AMSTERDAM – Amid the horrifying news from Japan, the establishment of new standards of political leadership there is easy to miss – in part because the Japanese media follow old habits of automatically criticizing how officials are dealing with the calamity, and many foreign reporters who lack perspective simply copy that critical tone. But, compared to the aftermath of the catastrophic Kobe earthquake of 1995, when the authorities appeared to wash their hands of the victims’ miseries, the difference could hardly be greater.
This time, Prime Minister Naoto Kan’s DPJ (Democratic Party of Japan) government is making an all-out effort, with unprecedented intensive involvement of his cabinet and newly formed specialized task forces. The prime minister himself is regularly televised with relevant officials wearing the work fatigues common among Japanese engineers.
In 1995, Kobe citizens extricated from the rubble were looked after if they belonged to corporations or religious groups. Those who did not were expected to fend mostly for themselves. This reflected a ‘feudal’ like corporatist approach, in which the direct relationship between the citizen and the state played no role.
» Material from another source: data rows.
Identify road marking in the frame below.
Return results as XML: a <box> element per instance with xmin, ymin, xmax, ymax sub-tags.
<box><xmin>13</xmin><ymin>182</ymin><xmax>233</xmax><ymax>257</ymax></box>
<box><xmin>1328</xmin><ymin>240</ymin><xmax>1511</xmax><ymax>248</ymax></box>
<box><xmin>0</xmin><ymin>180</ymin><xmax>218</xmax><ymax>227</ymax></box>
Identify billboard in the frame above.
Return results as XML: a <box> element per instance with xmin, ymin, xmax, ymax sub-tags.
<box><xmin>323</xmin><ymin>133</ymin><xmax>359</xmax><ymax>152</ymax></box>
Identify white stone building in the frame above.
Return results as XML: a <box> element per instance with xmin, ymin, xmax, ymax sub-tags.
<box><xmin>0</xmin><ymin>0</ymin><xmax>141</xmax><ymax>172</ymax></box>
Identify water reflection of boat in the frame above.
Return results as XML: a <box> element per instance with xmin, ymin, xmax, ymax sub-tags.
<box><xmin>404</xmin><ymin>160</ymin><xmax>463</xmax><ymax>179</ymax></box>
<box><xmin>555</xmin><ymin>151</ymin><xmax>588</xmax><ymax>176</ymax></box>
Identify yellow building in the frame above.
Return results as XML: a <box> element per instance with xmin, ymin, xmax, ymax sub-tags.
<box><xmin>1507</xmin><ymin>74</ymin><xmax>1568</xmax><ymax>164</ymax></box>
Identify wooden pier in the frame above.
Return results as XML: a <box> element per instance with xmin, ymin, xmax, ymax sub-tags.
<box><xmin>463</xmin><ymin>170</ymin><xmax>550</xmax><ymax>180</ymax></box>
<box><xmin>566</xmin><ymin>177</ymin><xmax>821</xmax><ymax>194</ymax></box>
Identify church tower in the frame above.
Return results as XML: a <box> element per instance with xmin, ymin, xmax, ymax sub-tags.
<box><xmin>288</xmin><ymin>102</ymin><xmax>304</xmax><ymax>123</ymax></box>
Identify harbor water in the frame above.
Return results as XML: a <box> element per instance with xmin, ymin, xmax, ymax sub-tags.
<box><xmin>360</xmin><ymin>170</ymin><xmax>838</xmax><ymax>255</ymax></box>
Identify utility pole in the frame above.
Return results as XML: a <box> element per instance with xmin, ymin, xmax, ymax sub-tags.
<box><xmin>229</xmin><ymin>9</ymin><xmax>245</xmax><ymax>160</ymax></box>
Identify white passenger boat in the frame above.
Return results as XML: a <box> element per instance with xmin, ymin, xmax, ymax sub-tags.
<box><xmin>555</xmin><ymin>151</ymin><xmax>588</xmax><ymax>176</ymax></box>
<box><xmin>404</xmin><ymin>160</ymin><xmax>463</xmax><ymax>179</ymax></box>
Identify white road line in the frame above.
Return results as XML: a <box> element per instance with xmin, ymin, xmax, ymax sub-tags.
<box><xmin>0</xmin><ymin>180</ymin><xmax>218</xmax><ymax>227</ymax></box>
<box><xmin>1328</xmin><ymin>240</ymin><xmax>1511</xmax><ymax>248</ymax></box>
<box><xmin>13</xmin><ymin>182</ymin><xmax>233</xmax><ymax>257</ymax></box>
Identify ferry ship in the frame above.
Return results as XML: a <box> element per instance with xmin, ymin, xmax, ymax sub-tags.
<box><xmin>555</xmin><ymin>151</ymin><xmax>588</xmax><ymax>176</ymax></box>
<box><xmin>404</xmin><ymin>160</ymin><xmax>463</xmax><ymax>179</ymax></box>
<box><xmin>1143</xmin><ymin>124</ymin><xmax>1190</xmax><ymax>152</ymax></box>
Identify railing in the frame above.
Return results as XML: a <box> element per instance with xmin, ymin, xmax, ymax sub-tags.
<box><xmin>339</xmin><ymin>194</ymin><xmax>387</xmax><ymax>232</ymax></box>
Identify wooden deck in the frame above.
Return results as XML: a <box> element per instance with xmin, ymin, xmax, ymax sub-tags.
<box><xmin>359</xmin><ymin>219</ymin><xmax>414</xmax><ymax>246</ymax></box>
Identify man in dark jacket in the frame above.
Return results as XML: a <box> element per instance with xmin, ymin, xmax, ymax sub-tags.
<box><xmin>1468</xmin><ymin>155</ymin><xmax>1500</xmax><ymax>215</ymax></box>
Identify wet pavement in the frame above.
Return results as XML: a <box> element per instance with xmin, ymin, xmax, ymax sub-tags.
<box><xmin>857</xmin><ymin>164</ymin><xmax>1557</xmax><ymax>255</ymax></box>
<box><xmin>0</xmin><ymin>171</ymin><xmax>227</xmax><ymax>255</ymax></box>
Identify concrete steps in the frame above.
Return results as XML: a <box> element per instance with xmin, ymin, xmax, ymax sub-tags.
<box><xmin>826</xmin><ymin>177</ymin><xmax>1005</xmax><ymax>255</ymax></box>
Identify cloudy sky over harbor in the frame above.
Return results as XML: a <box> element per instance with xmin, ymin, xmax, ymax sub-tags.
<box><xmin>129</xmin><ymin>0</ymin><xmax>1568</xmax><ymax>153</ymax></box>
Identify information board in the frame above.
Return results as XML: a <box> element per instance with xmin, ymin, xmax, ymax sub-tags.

This widely condemned governmental neglect of the Kobe earthquake victims was among the major sources of public indignation that helped popularize the reform movement from which Kan emerged.
Unfortunately, today’s Japanese media are overlooking that historical context. For example, the newspaper Nihon Keizai Shimbun recently lamented the shortcomings of the Kan government’s response, emphasizing the poor lines of command running from the cabinet to officials carrying out rescue and supply operations. But it failed to point out that the feebleness of such coordination, linked to an absence of cabinet-centered policymaking, was precisely the main weakness of Japan’s political system that the founders of the DPJ set out to overcome.